The vision apparently did not want to be remote, for it came down the steps in a little, headlong rush, casting a pair of gloves to one side and a cape to the other, and caught hold of both Scotty's hands.

"Scotty! Oh, oh, Scotty, dear!" it cried; and then it was no longer an unapproachable heroine from a story-book, but just Isabel; Isabel, his old chum, and something more, something strangely wonderfully new.

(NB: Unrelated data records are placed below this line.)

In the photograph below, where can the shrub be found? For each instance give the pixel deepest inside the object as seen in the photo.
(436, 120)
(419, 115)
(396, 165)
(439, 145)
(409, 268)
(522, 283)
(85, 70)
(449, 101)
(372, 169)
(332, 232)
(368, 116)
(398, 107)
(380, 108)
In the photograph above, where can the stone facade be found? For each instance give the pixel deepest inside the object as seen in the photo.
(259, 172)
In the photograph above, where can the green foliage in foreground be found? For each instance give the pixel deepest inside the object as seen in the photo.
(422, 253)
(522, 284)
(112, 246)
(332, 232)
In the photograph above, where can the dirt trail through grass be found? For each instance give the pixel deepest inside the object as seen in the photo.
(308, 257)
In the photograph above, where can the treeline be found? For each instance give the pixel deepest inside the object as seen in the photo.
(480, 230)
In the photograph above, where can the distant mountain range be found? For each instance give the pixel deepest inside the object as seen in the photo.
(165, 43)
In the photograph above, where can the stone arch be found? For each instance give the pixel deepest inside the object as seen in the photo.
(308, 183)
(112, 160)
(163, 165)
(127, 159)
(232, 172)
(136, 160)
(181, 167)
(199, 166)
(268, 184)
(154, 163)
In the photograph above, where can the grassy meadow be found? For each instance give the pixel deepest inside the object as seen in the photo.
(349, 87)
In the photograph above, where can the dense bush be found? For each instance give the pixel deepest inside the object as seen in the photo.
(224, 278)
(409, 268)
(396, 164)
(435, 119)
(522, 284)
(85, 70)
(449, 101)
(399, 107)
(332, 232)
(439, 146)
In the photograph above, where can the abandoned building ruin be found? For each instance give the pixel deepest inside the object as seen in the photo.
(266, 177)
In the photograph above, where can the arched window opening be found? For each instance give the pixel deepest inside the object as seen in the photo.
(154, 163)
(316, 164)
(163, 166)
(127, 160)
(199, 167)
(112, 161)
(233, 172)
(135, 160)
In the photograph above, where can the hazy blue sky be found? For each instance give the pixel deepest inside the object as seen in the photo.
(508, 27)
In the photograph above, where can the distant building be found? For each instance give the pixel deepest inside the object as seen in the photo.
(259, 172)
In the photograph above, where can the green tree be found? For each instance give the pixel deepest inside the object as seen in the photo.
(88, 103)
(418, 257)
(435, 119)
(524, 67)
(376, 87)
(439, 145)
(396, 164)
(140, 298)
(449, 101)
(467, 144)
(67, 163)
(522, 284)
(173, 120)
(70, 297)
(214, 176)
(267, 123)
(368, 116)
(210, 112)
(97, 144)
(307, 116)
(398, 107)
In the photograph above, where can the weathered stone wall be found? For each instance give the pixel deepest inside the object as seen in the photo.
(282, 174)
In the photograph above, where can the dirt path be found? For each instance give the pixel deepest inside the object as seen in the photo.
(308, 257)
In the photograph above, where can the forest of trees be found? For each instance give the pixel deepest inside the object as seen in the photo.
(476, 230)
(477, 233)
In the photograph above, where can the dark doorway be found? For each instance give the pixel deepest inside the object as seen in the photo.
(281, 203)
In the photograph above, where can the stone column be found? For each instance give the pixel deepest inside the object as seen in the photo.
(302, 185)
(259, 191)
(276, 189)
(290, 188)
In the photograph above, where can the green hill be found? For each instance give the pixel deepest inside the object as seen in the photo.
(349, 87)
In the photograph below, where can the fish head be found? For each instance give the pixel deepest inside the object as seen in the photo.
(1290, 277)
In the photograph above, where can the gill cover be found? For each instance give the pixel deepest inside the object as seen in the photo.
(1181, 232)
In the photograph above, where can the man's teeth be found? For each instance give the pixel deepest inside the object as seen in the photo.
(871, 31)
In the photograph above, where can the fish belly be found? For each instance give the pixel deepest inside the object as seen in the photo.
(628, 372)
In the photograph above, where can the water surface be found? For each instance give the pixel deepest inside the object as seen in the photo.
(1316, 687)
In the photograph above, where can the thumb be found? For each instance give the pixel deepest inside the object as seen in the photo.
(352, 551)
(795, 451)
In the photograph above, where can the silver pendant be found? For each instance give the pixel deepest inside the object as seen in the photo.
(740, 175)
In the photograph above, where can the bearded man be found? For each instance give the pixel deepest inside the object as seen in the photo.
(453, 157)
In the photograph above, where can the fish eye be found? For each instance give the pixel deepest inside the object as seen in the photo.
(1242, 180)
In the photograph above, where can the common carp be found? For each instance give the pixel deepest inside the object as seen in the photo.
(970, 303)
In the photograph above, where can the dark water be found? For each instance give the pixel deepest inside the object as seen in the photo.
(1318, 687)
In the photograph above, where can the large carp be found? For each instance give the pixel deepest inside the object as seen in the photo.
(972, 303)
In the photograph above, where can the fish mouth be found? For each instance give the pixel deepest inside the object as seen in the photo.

Scotty did not return her welcome with the warmth he would have shown a few years earlier. He stood gazing down at her as if in a dream, and then the red came up under the dark tan of his cheek and overspread his face. He dropped her hands and looked around hastily, as if he wanted to escape. But Isabel dragged him up the garden path in her old way, deluging him with questions for which she never waited an answer. She had seen Granny Malcolm and Betty and Peter, and she had been afraid he wasn't coming. And, oh, wasn't it an awfully long time since she had seen any of them? And didn't he think he was very unkind not to have answered her last two letters? And she had been away at school all this endless time, not home to the Grange even in the summer! And, oh, how glad she was to get back! And how he had grown! Why, he was a giant! And had he missed her? She had missed him just awfully, for Harold was away all the time now. And wasn't it just too perfectly lovely for anything that Kirsty and Jimmie were getting married, and that he and she were together at the wedding?